China's official foreign exchange manager is still buying record amounts of US government bonds, despite Beijing's increasingly vocal fear of a dollar collapse, according to officials and analysts.

In recent months, senior Chinese officials, including Premier Wen Jiabao, have repeatedly signalled their concern that US policies could lead to a collapse in the dollar and global inflation.

But Chinese and western officials in Beijing say China is caught in a "dollar trap" and has little choice but to keep pouring the bulk of its growing reserves into the US Treasury, which remains the only market big enough and liquid enough to support its huge purchases.

In March alone, China's direct holdings of US Treasury securities rose by $23.7bn (£14.9bn) to reach a new record high of $768bn, according to preliminary US data, allowing China to retain its title as the biggest creditor of the US government.

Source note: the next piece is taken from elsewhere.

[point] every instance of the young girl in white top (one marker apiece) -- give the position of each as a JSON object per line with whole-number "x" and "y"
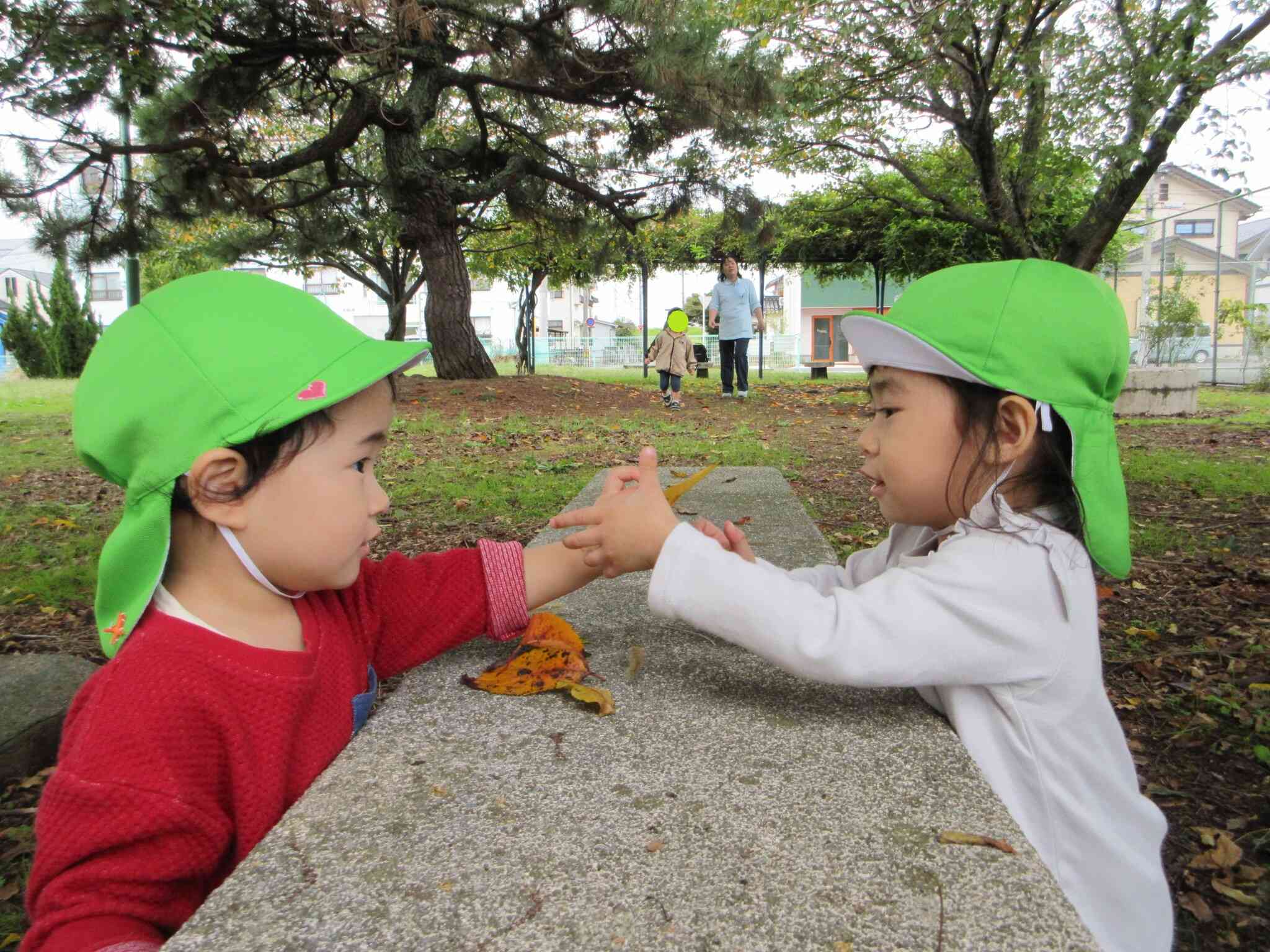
{"x": 992, "y": 450}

"Because of the sheer size of its reserves Safe [China's State Administration of Foreign Exchange] will immediately disrupt any other market it tries to shift into in a big way and could also collapse the value of its existing reserves if it sold too many dollars," said a western official, who spoke on condition of anonymity.

The composition of China's reserves is a state secret but dollar assets are estimated to comprise as much as 70 per cent of the $1,953bn total. China owns nearly a quarter of the US debt held by foreigners, according to US Treasury data.

The collapse of Fannie Mae and Freddie Mac, the US mortgage financiers, last summer prompted Safe to adjust its strategy and buy far more short-term US government securities, instead of longer-maturity bonds and notes.

When you become the "owner of a market" through manipulation, in this case by artificially lowering the value of a currency, the Renminbi, you face tough choices. There are consequences, usually bad ones when you do this for too long as so many "commodity cornering" traders have found out. China has the option of forcing its currency up to reflect its growing clout in the global economy, or it can start to sell its dollar holdings and shift into something else, most likely a more diversified basket of currencies/commodities or gold/silver.

Treasuries are in trouble as they can only be held up by foreign purchases or monetization by the Fed. Seeing as how the foreign purchasers see a lot of credit/inflation risk, we are only left with option 2. Monetization is outright inflation of the currency and leads to bad things like hyperinflation. Equity markets are reflecting this risk in higher nominal prices.